The Tahoe Hybrid Paradox
Dan Neil, the Pulitzer-Prize winning auto journalist of the Los Angeles Times, says the Chevrolet Tahoe Hybrid deserves praise. “For sheer execution, you can do nothing but throw rose petals at the thing.” But he also poses a long list of questions about GM’s 6.0-liter V8 hybrid, which he calls, “a fantastically fuel-efficient vehicle that’s still a gas hog.”
The EPA estimated fuel economy for the Tahoe Hybrid is 21 miles per gallon in the city and 22 mpg highway. That represents about a 50% improvement of in-city fuel economy over the non-hybrid Tahoe.

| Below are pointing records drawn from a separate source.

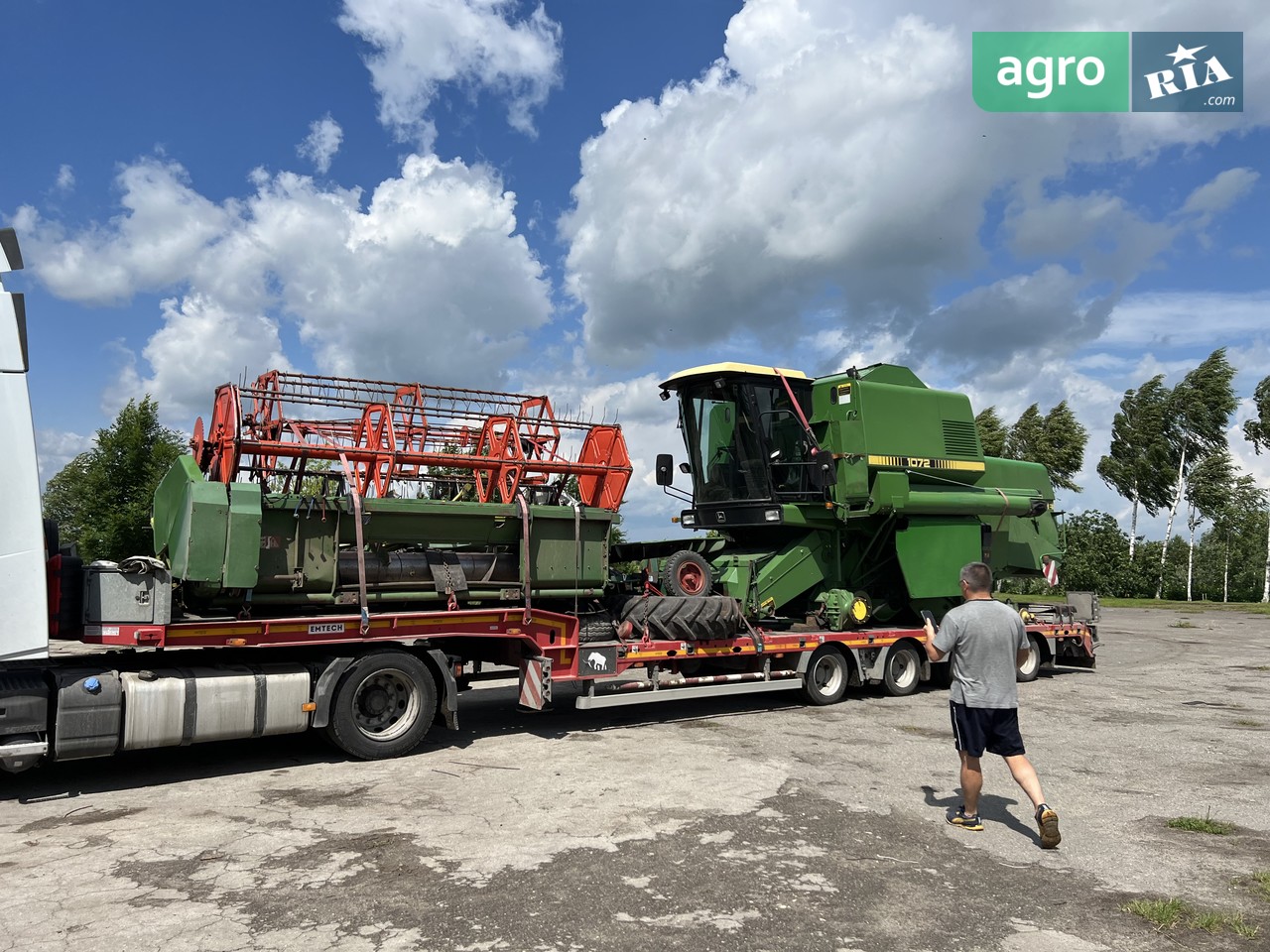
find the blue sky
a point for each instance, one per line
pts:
(583, 197)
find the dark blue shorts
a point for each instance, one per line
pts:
(992, 729)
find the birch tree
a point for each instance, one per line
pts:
(992, 431)
(1198, 413)
(1207, 489)
(1257, 433)
(1138, 465)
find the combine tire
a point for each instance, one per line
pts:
(384, 706)
(688, 574)
(679, 619)
(1030, 667)
(597, 627)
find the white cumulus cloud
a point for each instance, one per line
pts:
(417, 46)
(830, 171)
(430, 281)
(321, 144)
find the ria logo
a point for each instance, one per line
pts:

Mr. Neil sees a lot of good in the Chevy Tahoe Hybrid:
- The Tahoe can tow 6,200 pounds, which is “a tonnage that would fatally herniate a Toyota Highlander Hybrid.”
- The smooth transitions from gas, to electric, and back, is “a astonishing [in its] seamlessness, the absence of shudder or second-order vibrations.”
- The hybrid’s improved aerodynamic efficiency: “A slippery 0.34 Cd, compared to 0.39 Cd for the standard Tahoe. Not bad for a vehicle that looks like a refugee from the shipping yard at Long Beach.”
But for all this praise, Mr. Neil asks a number of bigger and tougher questions, not just aimed at GM engineers and marketeers, but the general public:
- Shouldn’t the aerodynamic improvements be applied to the standard-issue Tahoe?
- Do the super-low-volume sales targets (considering the $8,000 “hybrid premium”), do more for GM’s corporate image than its corporate average fuel economy?
- Are critics being too harsh on GM?
Mr. Neil wonders, “Could it be we’re being cynical about a good-faith effort?”. He then answers his own question: “What really needs to be re-engineered, of course, is the consumer, who opts for these big, heavy-duty vehicles for personal transportation and light loading when smaller, lighter vehicles will do.”